The House passed the second bill, the proposed Secret Science Reform Act, on Nov. 19. This measure, H.R. 4012, would require EPA to base its regulatory actions solely on publicly available scientific data. Critics point out that the bill would preclude EPA from using peer-reviewed medical studies that commonly protect confidential patient information from public release.
H.R. 4012 targets EPA’s Clean Air Act regulations, which the agency in part bases on the results of clinical studies. “Nearly every major air quality regulation from this Administration has been justified by data that have been kept secret,” says House Science, Space & Technology Committee Chairman Lamar Smith (R-Texas).
Smith has unsuccessfully sought the clinical data used in support of recent air regulations. He says H.R. 4012 will promote transparency, adding, “Costly environmental regulations should only be based upon data that are available to independent scientists and the public.”
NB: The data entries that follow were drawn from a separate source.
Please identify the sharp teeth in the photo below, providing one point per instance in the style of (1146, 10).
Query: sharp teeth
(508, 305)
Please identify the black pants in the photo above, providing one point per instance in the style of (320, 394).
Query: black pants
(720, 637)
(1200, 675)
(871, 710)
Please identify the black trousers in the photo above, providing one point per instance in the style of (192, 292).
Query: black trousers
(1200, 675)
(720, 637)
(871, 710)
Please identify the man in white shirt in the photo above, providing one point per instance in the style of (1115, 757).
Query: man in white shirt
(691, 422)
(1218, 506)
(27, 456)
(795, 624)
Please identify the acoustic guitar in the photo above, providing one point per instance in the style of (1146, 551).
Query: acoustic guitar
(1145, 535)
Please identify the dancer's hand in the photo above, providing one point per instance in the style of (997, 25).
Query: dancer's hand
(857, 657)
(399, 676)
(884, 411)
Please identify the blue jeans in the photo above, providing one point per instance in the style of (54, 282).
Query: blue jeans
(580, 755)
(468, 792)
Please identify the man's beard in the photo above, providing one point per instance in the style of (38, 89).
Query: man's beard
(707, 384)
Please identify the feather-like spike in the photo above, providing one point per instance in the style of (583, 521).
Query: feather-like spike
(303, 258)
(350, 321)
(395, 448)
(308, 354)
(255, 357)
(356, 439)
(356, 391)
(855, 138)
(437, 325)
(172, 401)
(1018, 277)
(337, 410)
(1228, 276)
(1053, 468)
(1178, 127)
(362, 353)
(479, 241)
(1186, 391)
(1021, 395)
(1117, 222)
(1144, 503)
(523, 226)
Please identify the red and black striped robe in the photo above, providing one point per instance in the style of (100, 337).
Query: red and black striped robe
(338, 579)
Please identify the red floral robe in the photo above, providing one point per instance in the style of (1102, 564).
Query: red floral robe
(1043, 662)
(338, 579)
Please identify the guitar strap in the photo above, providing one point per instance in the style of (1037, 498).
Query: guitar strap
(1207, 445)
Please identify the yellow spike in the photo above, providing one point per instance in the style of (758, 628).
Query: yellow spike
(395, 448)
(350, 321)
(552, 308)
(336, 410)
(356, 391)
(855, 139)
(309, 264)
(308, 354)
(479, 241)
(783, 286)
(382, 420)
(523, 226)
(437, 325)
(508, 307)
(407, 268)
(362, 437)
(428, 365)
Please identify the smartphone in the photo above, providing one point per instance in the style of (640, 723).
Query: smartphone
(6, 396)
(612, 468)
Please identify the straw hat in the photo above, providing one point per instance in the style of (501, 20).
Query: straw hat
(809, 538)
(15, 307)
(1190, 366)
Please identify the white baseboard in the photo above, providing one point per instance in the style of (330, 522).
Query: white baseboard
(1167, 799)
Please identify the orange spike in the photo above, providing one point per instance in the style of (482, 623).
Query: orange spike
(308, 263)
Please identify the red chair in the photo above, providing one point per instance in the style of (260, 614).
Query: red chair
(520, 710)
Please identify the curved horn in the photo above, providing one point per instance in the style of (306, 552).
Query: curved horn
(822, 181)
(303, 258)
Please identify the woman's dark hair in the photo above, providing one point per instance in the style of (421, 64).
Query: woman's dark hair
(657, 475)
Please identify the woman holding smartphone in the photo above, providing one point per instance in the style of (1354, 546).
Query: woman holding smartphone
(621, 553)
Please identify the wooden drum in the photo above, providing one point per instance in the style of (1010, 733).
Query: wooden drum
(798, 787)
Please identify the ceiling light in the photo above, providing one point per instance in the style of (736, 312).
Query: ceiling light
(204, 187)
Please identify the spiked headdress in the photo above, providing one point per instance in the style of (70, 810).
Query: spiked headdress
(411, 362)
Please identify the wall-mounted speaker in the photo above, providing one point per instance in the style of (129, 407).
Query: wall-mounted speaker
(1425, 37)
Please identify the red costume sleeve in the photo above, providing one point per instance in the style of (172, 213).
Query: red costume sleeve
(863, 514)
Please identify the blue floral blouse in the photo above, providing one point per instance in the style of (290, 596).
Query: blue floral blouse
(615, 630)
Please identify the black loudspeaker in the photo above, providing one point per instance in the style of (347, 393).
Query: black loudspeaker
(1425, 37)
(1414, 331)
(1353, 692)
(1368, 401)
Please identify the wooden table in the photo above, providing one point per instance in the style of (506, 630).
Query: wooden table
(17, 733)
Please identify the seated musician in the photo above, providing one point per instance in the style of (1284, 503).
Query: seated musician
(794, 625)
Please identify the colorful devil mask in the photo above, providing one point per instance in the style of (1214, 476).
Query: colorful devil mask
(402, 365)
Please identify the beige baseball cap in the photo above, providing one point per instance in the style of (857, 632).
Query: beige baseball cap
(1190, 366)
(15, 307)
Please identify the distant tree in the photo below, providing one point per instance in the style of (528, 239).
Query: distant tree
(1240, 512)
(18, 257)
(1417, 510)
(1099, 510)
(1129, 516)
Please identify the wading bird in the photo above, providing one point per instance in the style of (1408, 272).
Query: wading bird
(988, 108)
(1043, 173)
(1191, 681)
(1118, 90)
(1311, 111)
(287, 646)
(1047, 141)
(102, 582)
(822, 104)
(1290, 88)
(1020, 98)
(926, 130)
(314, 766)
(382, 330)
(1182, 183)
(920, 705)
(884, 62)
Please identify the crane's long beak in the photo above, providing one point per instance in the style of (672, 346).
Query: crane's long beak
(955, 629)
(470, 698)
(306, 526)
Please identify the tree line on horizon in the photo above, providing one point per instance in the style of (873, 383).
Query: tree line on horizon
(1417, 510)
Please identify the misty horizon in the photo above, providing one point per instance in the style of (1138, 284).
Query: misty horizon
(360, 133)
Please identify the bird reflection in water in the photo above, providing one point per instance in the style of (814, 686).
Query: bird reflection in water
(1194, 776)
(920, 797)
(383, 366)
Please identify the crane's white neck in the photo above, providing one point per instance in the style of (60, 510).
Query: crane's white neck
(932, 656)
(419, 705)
EPA Administrator Gina McCarthy has said the protection of patients’ confidential health data isn’t tantamount to keeping research secret.
The American Chemistry Council, a chemical industry trade group, argues that H.R. 4012 would improve “the disclosure of information underpinning the agency’s decisions.”
The House approved the third bill in the package today. The industry-backed measure, H.R. 4795, would make it easier for manufacturers to obtain air pollution permits from EPA. Democrats opposed the proposed measure, arguing that it would weaken clean air protections.